Regulator of G-Protein Signaling 4 (RGS4) Controls Morphine Reward by Glutamate Receptor Activation in the Nucleus Accumbens of Mouse Brain
- Regulator of G-Protein Signaling 4 (RGS4) Controls Morphine Reward by Glutamate Receptor Activation in the Nucleus Accumbens of Mouse Brain
- 김기선; 임혜인; 김주환; 이수은; 강소희; 전태일; 강만종; 이태훈; 김용식; 문창종
- Issue Date
- Molecules and cells
- VOL 41, NO 5-464
- Crosstalk between G-protein signaling and glutamatergic transmission within the brain reward circuits is critical for long-term emotional effects (depression and anxiety), cravings, and negative withdrawal symptoms associated with opioid addiction. A previous study showed that Regulator of G-protein signaling 4 (RGS4) may be implicated in opiate action in the nucleus accumbens (NAc). However, the mechanism of the NAc-specific RGS4 actions that induce the behavioral responses to opiates remains largely unknown. The present study used a short hairpin RNA (shRNA)-mediated knock-down of RGS4 in the NAc of the mouse brain to investigate the relationship between the activation of ionotropic glutamate receptors and RGS4 in the NAc during morphine reward. Additionally, the shRNA-mediated RGS4 knock-down was implemented in NAc/striatal primary-cultured neurons to investigate the role that striatal neurons have in the morphine-induced activation of ionotropic glutamate receptors. The results of this study show that the NAc-specific knockdown of RGS4 significantly increased the behaviors associated with morphine and did so by phosphorylation of the GluR1 (Ser831) and NR2A (Tyr1325) glutamate receptors in the NAc.

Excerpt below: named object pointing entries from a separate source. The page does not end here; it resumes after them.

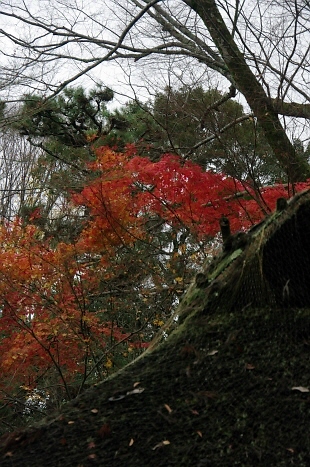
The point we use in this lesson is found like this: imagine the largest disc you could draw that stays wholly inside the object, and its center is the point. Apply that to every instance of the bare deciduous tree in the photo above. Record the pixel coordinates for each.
(259, 47)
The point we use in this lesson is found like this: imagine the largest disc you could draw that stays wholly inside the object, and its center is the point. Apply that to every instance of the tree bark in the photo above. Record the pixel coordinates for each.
(232, 374)
(245, 81)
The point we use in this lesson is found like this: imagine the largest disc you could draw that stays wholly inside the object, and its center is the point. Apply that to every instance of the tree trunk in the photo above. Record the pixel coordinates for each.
(229, 386)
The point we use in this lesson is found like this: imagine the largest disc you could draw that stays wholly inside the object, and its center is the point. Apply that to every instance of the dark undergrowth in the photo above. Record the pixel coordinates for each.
(219, 392)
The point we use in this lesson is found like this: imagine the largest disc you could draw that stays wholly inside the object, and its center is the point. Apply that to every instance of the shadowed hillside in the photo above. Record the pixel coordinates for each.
(230, 385)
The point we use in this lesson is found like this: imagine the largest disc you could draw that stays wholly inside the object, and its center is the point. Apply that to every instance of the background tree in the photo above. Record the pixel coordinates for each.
(217, 36)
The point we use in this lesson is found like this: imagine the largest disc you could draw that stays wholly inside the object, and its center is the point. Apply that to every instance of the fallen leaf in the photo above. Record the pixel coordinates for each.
(168, 408)
(135, 391)
(249, 366)
(104, 431)
(160, 445)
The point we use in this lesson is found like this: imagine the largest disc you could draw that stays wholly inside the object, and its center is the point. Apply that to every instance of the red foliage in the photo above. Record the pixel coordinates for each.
(45, 292)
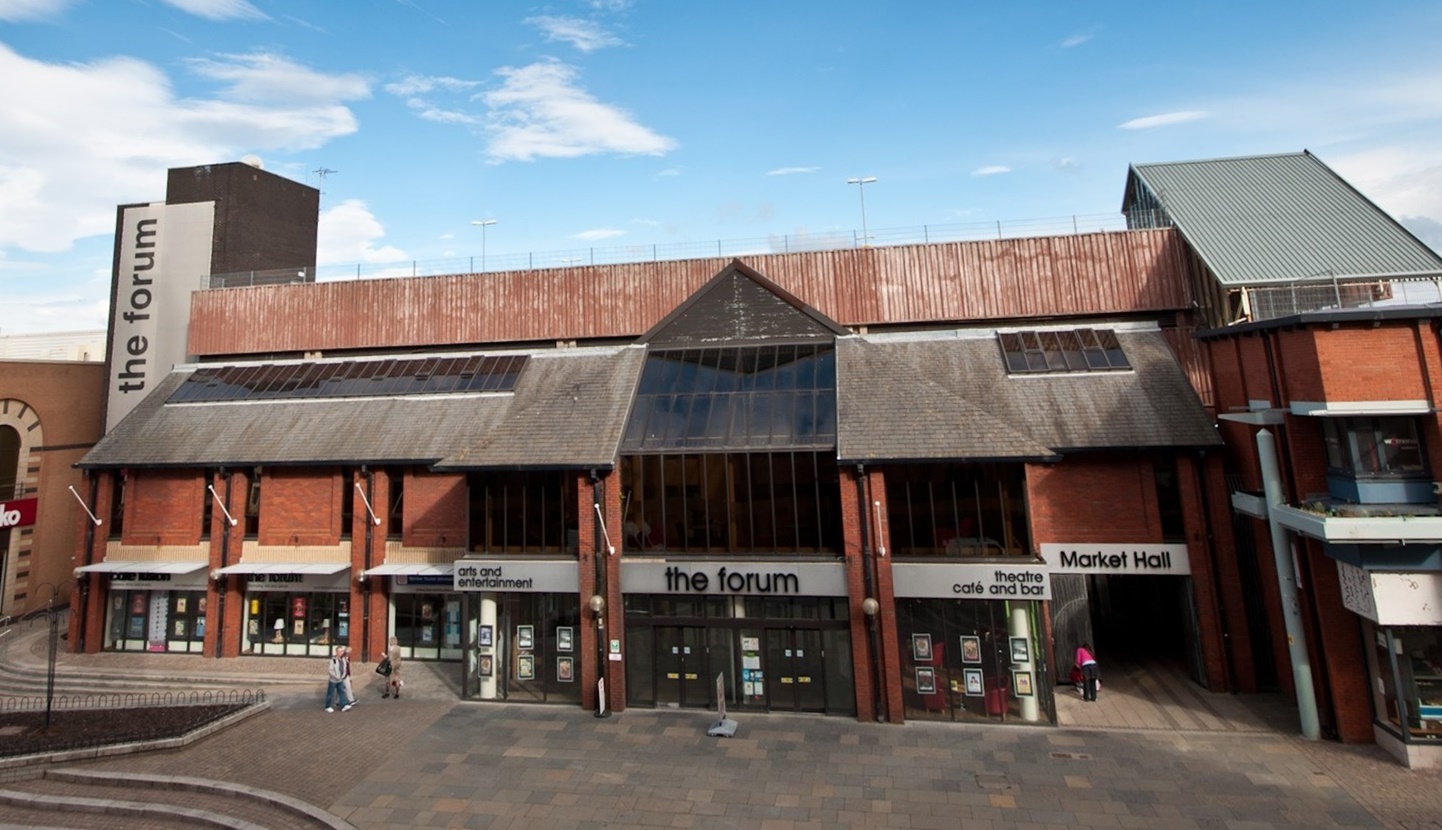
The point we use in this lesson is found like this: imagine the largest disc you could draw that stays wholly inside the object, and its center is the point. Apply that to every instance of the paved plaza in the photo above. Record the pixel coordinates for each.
(430, 760)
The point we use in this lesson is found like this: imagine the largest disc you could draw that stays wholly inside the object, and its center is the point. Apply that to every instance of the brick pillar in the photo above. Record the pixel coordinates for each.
(87, 627)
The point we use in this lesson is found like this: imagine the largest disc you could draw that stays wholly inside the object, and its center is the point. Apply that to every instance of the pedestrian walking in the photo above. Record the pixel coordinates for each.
(392, 680)
(336, 682)
(1089, 672)
(351, 695)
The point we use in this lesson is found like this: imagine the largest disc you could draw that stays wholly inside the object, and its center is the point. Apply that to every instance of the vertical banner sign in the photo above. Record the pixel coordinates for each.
(165, 250)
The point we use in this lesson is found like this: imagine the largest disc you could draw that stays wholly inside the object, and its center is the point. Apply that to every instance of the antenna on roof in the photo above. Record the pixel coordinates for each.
(320, 175)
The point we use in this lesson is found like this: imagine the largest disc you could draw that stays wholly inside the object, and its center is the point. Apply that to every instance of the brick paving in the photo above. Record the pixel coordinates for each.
(433, 761)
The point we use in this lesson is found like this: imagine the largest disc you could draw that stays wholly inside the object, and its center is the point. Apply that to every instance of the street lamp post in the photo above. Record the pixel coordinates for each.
(483, 224)
(861, 189)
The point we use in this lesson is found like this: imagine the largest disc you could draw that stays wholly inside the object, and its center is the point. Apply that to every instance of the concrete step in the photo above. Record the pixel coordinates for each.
(149, 799)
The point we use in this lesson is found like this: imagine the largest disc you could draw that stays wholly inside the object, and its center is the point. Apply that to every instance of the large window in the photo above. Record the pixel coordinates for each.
(708, 503)
(521, 512)
(958, 510)
(736, 398)
(1374, 447)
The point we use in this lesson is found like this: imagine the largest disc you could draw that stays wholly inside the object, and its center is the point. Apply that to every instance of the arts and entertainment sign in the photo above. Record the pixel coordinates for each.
(1118, 559)
(163, 252)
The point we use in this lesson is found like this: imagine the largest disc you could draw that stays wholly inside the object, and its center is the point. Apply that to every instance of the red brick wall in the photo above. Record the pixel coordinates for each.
(434, 509)
(300, 506)
(163, 507)
(1369, 363)
(1093, 497)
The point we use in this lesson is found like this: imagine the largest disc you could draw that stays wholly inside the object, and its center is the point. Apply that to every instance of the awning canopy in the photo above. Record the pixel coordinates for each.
(140, 568)
(286, 568)
(413, 569)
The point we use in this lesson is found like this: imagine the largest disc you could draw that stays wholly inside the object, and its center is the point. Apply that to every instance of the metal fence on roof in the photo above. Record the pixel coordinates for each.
(1269, 303)
(671, 251)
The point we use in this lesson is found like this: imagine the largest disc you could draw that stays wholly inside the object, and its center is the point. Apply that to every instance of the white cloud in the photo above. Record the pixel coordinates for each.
(219, 9)
(541, 113)
(1162, 120)
(417, 84)
(349, 234)
(273, 78)
(23, 10)
(584, 35)
(78, 139)
(599, 234)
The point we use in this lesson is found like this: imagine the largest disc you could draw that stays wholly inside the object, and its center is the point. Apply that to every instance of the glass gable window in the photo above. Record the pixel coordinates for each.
(736, 398)
(710, 503)
(1062, 350)
(958, 510)
(522, 512)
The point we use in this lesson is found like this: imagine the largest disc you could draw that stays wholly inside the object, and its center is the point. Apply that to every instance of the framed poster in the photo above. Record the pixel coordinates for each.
(1021, 683)
(922, 647)
(925, 680)
(1020, 650)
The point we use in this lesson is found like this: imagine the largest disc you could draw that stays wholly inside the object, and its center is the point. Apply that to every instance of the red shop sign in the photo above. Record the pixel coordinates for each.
(18, 513)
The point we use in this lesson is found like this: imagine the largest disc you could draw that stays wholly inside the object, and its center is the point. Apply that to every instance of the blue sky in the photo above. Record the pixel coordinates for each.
(603, 123)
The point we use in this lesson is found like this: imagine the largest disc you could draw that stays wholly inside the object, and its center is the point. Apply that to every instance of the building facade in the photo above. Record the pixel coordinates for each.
(884, 483)
(49, 418)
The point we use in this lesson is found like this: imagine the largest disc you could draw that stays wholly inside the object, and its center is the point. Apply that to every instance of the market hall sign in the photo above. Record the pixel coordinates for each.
(971, 581)
(728, 578)
(1118, 559)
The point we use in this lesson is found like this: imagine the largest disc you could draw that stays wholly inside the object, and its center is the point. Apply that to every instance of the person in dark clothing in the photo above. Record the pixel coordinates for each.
(1089, 673)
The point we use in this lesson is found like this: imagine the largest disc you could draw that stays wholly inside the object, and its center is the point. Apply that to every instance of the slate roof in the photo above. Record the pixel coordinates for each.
(1279, 219)
(926, 396)
(568, 409)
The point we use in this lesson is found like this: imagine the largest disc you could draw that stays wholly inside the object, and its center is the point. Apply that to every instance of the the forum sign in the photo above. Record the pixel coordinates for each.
(162, 254)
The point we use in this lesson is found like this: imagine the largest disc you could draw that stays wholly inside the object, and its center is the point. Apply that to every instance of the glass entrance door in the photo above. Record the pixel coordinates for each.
(796, 665)
(681, 667)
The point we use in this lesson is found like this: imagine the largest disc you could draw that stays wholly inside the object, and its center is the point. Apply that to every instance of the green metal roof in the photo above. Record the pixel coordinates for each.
(1266, 219)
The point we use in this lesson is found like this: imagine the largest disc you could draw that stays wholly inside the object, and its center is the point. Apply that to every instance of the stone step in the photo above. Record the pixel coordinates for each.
(191, 801)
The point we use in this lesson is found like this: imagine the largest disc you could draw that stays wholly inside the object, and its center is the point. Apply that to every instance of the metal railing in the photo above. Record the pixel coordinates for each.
(1269, 303)
(678, 251)
(100, 724)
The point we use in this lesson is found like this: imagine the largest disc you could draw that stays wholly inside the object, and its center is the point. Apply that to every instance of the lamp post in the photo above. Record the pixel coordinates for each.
(861, 189)
(483, 224)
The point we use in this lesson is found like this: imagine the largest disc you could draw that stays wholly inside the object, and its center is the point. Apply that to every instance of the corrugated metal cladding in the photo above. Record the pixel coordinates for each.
(1004, 278)
(1281, 218)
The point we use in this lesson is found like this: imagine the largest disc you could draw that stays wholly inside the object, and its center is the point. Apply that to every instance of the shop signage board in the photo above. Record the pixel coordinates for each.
(18, 513)
(506, 575)
(1118, 559)
(731, 578)
(969, 581)
(163, 252)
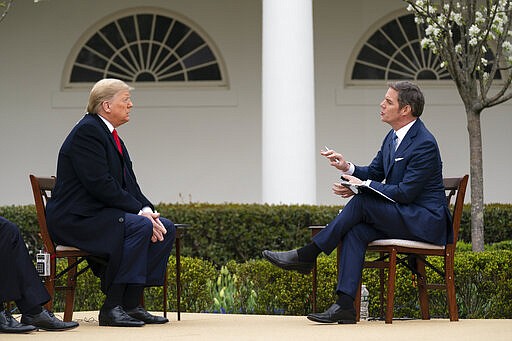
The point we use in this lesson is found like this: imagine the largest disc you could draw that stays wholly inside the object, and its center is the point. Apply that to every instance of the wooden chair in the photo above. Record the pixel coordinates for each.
(399, 251)
(42, 188)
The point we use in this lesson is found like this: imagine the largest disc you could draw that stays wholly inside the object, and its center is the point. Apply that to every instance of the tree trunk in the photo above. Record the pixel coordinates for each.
(476, 179)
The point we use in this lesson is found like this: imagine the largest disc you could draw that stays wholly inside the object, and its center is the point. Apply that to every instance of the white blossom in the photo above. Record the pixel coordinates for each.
(457, 18)
(474, 30)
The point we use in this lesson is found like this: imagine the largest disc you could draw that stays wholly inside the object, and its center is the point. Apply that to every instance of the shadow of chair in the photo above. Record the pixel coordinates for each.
(42, 189)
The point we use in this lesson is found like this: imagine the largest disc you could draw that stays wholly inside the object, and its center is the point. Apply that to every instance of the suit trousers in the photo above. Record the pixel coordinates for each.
(365, 218)
(144, 262)
(20, 282)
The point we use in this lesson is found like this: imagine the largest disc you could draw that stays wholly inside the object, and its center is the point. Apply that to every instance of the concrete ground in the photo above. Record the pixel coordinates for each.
(224, 327)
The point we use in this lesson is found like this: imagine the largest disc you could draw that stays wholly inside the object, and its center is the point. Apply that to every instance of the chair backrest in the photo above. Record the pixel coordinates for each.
(456, 187)
(42, 189)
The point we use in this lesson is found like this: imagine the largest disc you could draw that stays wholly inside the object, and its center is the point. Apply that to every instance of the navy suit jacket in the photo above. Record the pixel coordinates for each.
(413, 178)
(95, 186)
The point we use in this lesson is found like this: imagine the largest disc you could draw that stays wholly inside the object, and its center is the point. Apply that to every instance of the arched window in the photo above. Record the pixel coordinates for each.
(394, 52)
(146, 47)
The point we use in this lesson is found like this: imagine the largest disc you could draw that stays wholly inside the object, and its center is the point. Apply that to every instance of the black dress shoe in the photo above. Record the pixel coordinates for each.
(335, 314)
(141, 314)
(288, 260)
(117, 317)
(8, 324)
(47, 321)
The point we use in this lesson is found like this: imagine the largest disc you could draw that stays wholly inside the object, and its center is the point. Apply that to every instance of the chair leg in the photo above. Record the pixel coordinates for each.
(178, 274)
(357, 302)
(70, 290)
(165, 293)
(382, 279)
(314, 280)
(391, 286)
(49, 283)
(422, 289)
(450, 288)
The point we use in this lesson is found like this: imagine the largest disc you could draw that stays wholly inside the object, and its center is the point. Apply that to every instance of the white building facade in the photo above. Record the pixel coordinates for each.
(235, 98)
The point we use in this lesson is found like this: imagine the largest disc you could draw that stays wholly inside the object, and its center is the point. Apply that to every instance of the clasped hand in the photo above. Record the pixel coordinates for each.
(158, 228)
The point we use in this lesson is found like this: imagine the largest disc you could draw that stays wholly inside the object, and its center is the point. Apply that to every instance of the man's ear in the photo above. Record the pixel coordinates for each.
(407, 110)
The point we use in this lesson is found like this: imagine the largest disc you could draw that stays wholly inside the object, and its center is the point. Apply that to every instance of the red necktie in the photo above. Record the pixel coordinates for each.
(118, 142)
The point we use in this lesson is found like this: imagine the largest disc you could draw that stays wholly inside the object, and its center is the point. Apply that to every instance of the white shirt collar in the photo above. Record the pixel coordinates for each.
(400, 133)
(109, 125)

Furthermore, the knock-down of RGS4 enhanced the phosphorylation of the GluR1 and NR2A glutamate receptors in the primary NAc/striatal neurons during spontaneous morphine withdrawal. These findings show a novel molecular mechanism of RGS4 in glutamatergic transmission that underlies the negative symptoms associated with morphine administration.